L’histoire : un antidote contre la démagogie
Assurément nous sommes là en présence d’un livre documenté, vigoureusement et rigoureusement écrit, in fine convaincant. Sans doute, la lecture finie, continue-t-on de se poser quelques questions. On se demande, par exemple, comment les phénomènes que l’auteur met au jour et dissèque à l’échelle de l’administration dans son ensemble se déclinent au sein des différents secteurs qui la composent. Mais ce n’est aucunement là un reproche, car le format du livre interdisait, d’entrée de jeu, d’examiner la question du nombre des fonctionnaires sous tous les rapports. Le pari, quoi qu’il en soit, est tenu.

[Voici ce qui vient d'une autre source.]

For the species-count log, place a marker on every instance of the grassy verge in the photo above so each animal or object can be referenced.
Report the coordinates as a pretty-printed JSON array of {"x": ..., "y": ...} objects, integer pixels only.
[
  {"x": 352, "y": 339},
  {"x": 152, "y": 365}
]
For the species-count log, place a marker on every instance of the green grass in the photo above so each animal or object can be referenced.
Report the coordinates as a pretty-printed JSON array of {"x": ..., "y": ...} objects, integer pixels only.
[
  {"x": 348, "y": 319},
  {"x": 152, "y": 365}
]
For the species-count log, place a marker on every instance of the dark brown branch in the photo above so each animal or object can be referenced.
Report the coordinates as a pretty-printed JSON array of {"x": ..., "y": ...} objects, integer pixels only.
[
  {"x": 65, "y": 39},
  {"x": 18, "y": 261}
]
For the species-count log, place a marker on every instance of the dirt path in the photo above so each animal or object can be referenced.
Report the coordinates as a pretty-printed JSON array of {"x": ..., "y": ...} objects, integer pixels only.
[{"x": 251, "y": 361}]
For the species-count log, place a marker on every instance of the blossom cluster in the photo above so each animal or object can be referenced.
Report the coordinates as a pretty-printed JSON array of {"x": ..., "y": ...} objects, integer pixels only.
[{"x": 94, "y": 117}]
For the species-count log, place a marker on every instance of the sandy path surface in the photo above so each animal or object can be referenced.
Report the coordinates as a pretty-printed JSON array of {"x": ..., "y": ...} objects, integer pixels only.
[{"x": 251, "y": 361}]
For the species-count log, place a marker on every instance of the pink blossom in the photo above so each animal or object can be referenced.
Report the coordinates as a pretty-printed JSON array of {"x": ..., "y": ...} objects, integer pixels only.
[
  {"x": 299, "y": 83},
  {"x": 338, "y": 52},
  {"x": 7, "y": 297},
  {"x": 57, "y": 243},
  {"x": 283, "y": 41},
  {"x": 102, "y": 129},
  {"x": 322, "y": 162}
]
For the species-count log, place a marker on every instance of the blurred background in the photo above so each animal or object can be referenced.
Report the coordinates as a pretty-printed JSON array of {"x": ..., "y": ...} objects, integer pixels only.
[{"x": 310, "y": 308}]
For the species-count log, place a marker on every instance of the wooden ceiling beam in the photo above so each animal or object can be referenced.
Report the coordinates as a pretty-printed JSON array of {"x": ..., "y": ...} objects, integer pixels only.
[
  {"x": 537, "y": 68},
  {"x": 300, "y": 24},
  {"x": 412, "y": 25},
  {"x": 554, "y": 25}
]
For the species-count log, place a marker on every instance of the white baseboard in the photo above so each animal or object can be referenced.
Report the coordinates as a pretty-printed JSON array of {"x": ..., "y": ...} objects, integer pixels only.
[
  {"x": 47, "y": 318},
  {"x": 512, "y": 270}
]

Au fil de ces quelque 200 pages, Émilien Ruiz fournit des matériaux solides à qui veut se former un jugement personnel sur cette question importante. Par-delà, il invite à une réflexion collective, démocratique, sur la place du service public dans la France d’aujourd’hui, c’est-à-dire sur son extension, sa nature, ses bénéfices, tels que les conçoivent les Français, son coût, tel qu’ils le conçoivent aussi ; réflexion d’autant plus urgente que, dans les faits, le service public se transforme à très vive allure depuis le début du nouveau siècle. Cet appel sera-t-il entendu ? On est fondé à gager que parmi les partisans du « dégraissage », beaucoup continueront à soutenir que la réduction du nombre des fonctionnaires peut être obtenue par simple gain d’efficacité ; et à douter que les enquêtes menées au plus près du terrain, par l’administration même, qui pointent les effets néfastes entraînés par certaines coupes, tel ce rapport des inspections générales de l’administration, des finances et des affaires sociales, daté de 2012 et cité dans le livre, suffisent à les faire changer d’avis. Il leur restera, cependant, à expliquer comment il se fait, alors, qu’il soit envers et contre tout si difficile de réduire, ceteris paribus, le nombre des fonctionnaires. Peut-être répondront-ils que les dirigeants d’hier ont manqué d’un courage politique qui ne fera pas défaut à ceux qu’ils espèrent voir, demain, présider aux destinées du pays. Et l’histoire recommencera… En tout état de cause, on ne peut que recommander la lecture de cet ouvrage, particulièrement utile en cette période de campagne électorale où, dans ce domaine comme dans d’autres domaines, l’analyse cède trop souvent le pas aux slogans et aux raccourcis.
Émilien RUIZ, Trop de fonctionnaires ? Histoire d’une obsession française (XIXe-XXIe siècle), Paris, Fayard, 2021, 265 p., 22 €.